EAT, or equine assisted learning (EAL), has received a lot of attention from the mainstream media and even in movies and television. Studies have shown that it works for various mental health issues including PTSD, addiction, autism and eating disorders, to name a few. Working with horses also helps people – young and old – learn leadership skills and gain confidence.
In a 2008 study, Horse as Healer: An Examination of Equine Assisted Learning in the Healing of First Nations Youth from Solvent Abuse, the authors wrote extensively of the horse’s specific role in indigenous lives. “According to the Elders, it is believed by some First Nations that all animals have a spirit whose purpose is to guide and help individuals. The animal spirit is integral to survival and therefore this devout relationship with the animal spirit is viewed as personally significant to each individual. The horse spirit is a friend and teaches about sharing and the profound sacredness found within the act of sharing. The horse program gives the youth some sense of a connection with another life form.
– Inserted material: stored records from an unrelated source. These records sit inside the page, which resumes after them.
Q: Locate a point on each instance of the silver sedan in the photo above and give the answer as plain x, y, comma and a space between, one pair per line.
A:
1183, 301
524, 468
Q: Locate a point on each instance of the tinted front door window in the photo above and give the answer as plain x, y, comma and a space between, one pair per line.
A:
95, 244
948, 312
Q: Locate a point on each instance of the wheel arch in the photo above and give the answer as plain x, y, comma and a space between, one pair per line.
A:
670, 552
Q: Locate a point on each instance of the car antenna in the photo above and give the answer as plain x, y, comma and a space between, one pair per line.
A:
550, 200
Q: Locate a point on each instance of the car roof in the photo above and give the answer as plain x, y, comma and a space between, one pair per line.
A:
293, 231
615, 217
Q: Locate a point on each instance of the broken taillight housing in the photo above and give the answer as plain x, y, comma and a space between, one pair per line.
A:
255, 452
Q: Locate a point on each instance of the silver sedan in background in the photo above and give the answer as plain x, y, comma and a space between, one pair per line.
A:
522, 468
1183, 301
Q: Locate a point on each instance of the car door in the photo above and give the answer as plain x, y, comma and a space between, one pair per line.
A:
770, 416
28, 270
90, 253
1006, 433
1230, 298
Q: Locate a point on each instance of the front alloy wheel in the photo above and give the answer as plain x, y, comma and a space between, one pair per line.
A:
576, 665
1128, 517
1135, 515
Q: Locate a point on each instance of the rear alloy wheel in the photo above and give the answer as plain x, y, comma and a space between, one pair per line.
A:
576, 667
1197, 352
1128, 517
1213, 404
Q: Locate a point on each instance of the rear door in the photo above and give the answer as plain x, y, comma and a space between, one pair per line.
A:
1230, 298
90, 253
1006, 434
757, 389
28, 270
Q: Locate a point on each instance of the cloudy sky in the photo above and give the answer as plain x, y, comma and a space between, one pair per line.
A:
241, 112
It fosters a connection that is based on the horse’s ability to sense a person’s spirit which becomes a unique and personal experience for each of the youth. Through the horse, the youth may be provided with opportunities to reflect on spirit and identity, and apply an interpretation that is meaningful in their own growth and self understanding.”
It’s a philosophy that any horse lover, of any background, can attest to. Horses give us peace and comfort as well as joy. And they also provide therapy when its needed, even to the teachers and coaches of EAT. Back in the spring after Ziegler’s wife passed away, he mounted up with about a dozen or so other riders and headed out on a 400-mile trail ride from Kansas to South Dakota to help him cope with his grief.
“They’re healing, they really are healing,” Ziegler said.